シミュレーション天文学をどう普及させるか:最新の天文学の普及をめざすワークショップ

計算基礎科学連携拠点(JICFuS)およびポスト「京」重点課題9「宇宙の基本法則と進化の解明」は、2017年12月3日(日)~5日(火)の3日間、神戸大学統合研究拠点コンベンションホールにて、第13回 最新の天文学の普及をめざすワークショップ「シミュレーション天文学」を開催しました(主催:神戸大学惑星科学研究センター、運営事務局:最新の天文学の普及をめざす会)。参加者は、講師を含めて57名でした。

本ワークショップは、最新の天文学の普及をめざす会を中心に、2004年から毎年、天文教育に携わる人々と研究者との連携により開催してきました。今回はその第13回となります。初日と2日目は、6人の天文シミュレーション研究者による講義があり、2日目の最後に参加者全員によるワークショップを実施。3日目は、理化学研究所のスーパーコンピュータ「京」の見学会を行いました。

初日は午後からの開始で、オリエンテーションの後、神戸大学の牧野淳一郎教授が「シミュレーション天文学」のオーバービューを行いました。理論とシミュレーションの違いを歴史的な経緯を含めて語り、なぜ研究でシミュレーションが活用されるのかについて説明がありました。
続いて、千葉大学の堀田英之特任助教が、「大規模計算で探る太陽活動周期」と題する講義を行いました。太陽の11年周期がなぜ起こるのかを大きな課題に設定し、太陽と磁場の関係についてシミュレーション結果を交えながら話しました。太陽という身近なテーマであったため、講義後も質問者が列をなしました(写真1)。

2日目は、東京工業大学の小南淳子研究員が「シミュレーションで明らかにされつつある惑星形成過程」を、京都大学の木内建太特定准教授が「スーパーコンピューターで探る連星中性子星合体と重力波」を、国立天文台の大須賀健助教が「スーパーコンピュータシミュレーションによるブラックホール天文学」を、東京大学の吉田直紀教授が「ビックデータ宇宙論」をはじめとする3テーマの講義を行いました。
いずれも天文学の中で人気のあるテーマであり、ポスト「京」重点課題9やポスト「京」萌芽的課題3の成果を交えた講義に、参加者は興味深く聞き入り、多くの質疑が交わされました。
最後に、グループワーク「最新のシミュレーション天文学をどう伝えるか」を行いました。
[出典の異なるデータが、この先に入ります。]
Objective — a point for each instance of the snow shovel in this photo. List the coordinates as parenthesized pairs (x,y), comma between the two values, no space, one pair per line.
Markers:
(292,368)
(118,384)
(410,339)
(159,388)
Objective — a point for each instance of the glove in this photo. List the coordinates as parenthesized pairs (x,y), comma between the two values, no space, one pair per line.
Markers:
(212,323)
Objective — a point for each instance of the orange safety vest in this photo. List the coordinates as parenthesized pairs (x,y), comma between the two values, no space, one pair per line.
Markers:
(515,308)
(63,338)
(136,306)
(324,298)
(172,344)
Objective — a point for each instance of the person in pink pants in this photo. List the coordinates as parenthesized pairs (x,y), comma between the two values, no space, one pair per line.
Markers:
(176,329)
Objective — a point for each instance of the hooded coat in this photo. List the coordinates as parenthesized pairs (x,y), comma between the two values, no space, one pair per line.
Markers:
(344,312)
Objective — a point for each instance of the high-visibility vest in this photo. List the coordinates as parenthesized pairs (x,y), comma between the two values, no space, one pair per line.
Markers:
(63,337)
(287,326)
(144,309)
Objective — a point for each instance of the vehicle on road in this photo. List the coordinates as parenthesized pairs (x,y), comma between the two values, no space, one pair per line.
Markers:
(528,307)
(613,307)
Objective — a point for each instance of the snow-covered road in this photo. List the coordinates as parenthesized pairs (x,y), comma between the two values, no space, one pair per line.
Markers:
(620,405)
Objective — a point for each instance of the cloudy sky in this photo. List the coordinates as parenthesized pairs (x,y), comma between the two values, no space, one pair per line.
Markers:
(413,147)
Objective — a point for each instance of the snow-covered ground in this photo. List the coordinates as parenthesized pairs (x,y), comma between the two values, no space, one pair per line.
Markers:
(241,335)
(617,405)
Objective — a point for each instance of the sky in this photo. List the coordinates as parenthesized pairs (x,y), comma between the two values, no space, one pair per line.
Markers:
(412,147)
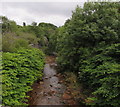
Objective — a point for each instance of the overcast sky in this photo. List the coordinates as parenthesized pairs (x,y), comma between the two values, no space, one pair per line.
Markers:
(50,12)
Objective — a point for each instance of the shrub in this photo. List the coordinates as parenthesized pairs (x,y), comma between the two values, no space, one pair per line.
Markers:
(20,70)
(101,74)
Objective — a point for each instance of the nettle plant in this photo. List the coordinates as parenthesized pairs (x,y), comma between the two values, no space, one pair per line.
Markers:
(20,70)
テーマは「画期的な教育普及プログラムを構築してください」。参加者を6グループに分け、講師も加わり、この課題に取り組みました。90分という短い時間の中、各グループは趣向を凝らした企画を練り上げ、発表しました(写真2)。

3日目は、理化学研究所計算科学研究機構に場所を移し、スーパーコンピュータ「京」の見学を行いました。見学担当者が「これまでで最多の質問数でした」というほど、参加者は非常に熱心に話に聞き入りました(写真3)。